Seorang wanita mengangguk kearah Teresa sesaat sebelum Thommas didorong melewati lorong yang panjang. Teresa mengekori mereka, ikut mengantarkan sobatnya sampai ke sebuah pintu mirip lift yang berujung pada maze.
Semuanya akan baik - baik saja, semuanya akan kembali seperti sedia kala, Teresa berusaha meyakinkan dirinya sendiri. Bahwa apa yang dia lakukan adalah benar. Bahwa dunia akan kembali damai. Bahwa tidak ada lagi korban flare yang berjatuhan seperti yang ia lihat dimasa lalunya.
Pintu itu berdesis terbuka setelah seseorang menekan angka demi angka diujung pintu sebagai password. Teresa berjalan menyetarakan dirinya dengan Thomas. Gadis itu membisikkan sesuatu yang mungkin tak didengar bahkan diingat oleh Thommas.
"Thomas, WICKED is good."
Sedetik setelahnya orang - orang dari WICKED mengangkat Thomas dari kasurnya, membawanya masuk kedalam ruangan kubus itu. Teresa hanya diam mematung. Mengamati teman masa kecilnya disandarkan ke dinding besi ruangan itu hingga orang - orang WICKED meninggalkannya didalam sana.

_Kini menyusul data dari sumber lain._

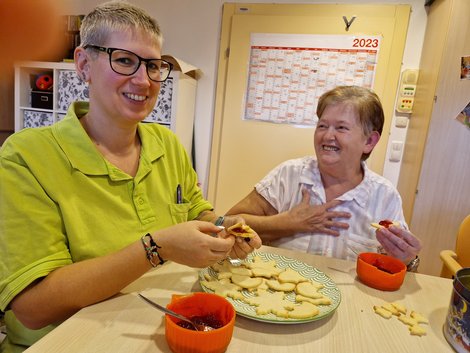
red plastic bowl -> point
(380, 271)
(183, 340)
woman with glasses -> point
(93, 202)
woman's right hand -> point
(306, 218)
(191, 244)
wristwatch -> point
(413, 265)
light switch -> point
(395, 151)
(401, 121)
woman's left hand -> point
(399, 242)
(242, 247)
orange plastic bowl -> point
(183, 340)
(380, 271)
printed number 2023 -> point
(365, 43)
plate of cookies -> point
(273, 288)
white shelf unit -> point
(174, 107)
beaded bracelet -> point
(219, 221)
(151, 249)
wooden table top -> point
(126, 324)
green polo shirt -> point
(62, 202)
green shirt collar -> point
(83, 155)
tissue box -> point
(41, 99)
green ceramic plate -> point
(330, 290)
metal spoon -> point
(197, 327)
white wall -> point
(191, 29)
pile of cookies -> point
(268, 287)
(413, 320)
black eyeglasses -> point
(125, 62)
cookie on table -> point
(291, 276)
(267, 302)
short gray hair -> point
(112, 16)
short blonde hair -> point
(113, 16)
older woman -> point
(89, 204)
(325, 205)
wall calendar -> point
(289, 72)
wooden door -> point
(244, 151)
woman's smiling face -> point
(130, 98)
(339, 138)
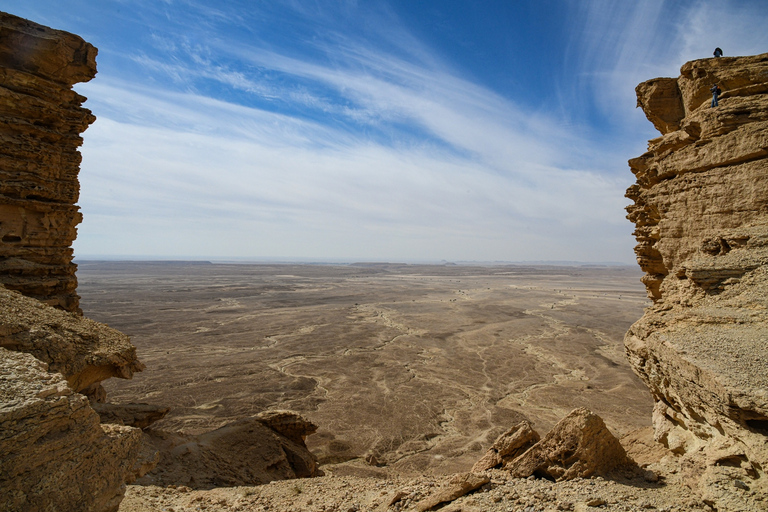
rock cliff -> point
(701, 216)
(41, 119)
(54, 454)
(83, 351)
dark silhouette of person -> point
(715, 90)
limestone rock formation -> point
(84, 351)
(244, 452)
(701, 216)
(456, 487)
(133, 415)
(579, 446)
(54, 454)
(511, 444)
(41, 119)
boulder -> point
(244, 452)
(701, 222)
(579, 446)
(457, 486)
(41, 119)
(54, 453)
(511, 444)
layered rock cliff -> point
(701, 216)
(41, 119)
(54, 454)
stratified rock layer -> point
(41, 119)
(54, 454)
(250, 451)
(701, 215)
(84, 351)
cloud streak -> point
(301, 130)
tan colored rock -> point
(457, 486)
(579, 446)
(41, 119)
(288, 424)
(84, 351)
(133, 415)
(701, 216)
(244, 452)
(54, 454)
(508, 446)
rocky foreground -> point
(700, 208)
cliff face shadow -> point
(414, 367)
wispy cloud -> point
(251, 130)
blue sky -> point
(375, 130)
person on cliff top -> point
(715, 90)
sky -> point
(402, 130)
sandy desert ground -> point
(407, 369)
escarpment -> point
(701, 216)
(54, 453)
(41, 119)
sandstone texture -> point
(701, 215)
(54, 454)
(84, 351)
(41, 119)
(249, 451)
(579, 446)
(511, 444)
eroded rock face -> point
(84, 351)
(245, 452)
(54, 454)
(579, 446)
(701, 216)
(511, 444)
(41, 119)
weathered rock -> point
(54, 454)
(508, 446)
(41, 119)
(701, 215)
(244, 452)
(579, 446)
(84, 351)
(133, 415)
(456, 487)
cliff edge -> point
(701, 216)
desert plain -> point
(406, 369)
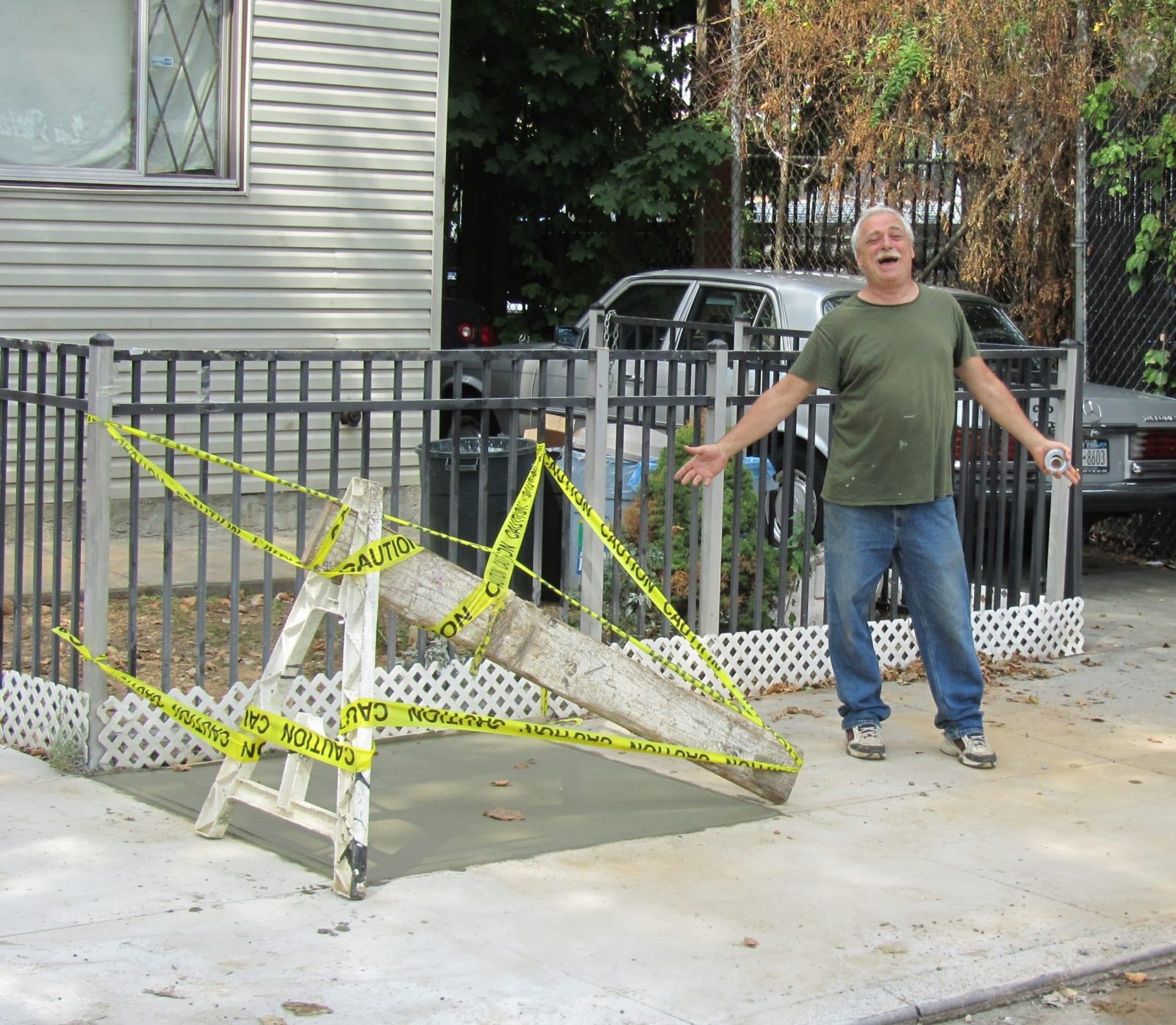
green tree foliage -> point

Pintu transparan itu berdesis menutup disusul cairan biru yang meluap keluar dari celah - celah lantai. Air itu semakin naik hingga setinggi dada Thomas. Lalu, ruangan kotak itu perlahan terangkat naik ke atas.
***
"Teresa." Panggil salah satu kaki tangan WICKED ber name tag; Marry.
Marry memberi tatapan sederhana yang mengisyaratkan bahwa waktunya telah tiba. Giliran Teresa telah tiba.
Gadis itu tersenyum samar kemudian berdiri. Melangkah mengekori Marry yang berjalan semeter didepannya.
Marry menuntun Teresa ke sebuah ruangan putih dengan kasur dan alat-alat medis lainnya. Gadis itu mematung sebelum naik keatas kasur, berfikir sejenak.
Apakah dengan ini semua segalanya akan membaik? Akankah dirinya benar-benar berguna bagi orang lain?
Suara datar Marry memanggil namanya, memecah lamunannya. Teresa tersadar dari bayangan-bayangan itu. Lalu, gadis itu berjalan kearah kasur dan berbaring disana.
Teman-teman Marry datang saat wanita paruh baya itu menyiapkan alat-alat medisnya. Kelopak mata milik Teresa memutuskan untuk menyembunyikan bola mata birunya.
Dee-dee. Jadilah anak pintar.
Lalu, Teresa merasakan sesuatu disuntikkan ke lengan kirinya, diikuti rasa nyeri dan kantuk yang bersamaan sesaat setelahnya.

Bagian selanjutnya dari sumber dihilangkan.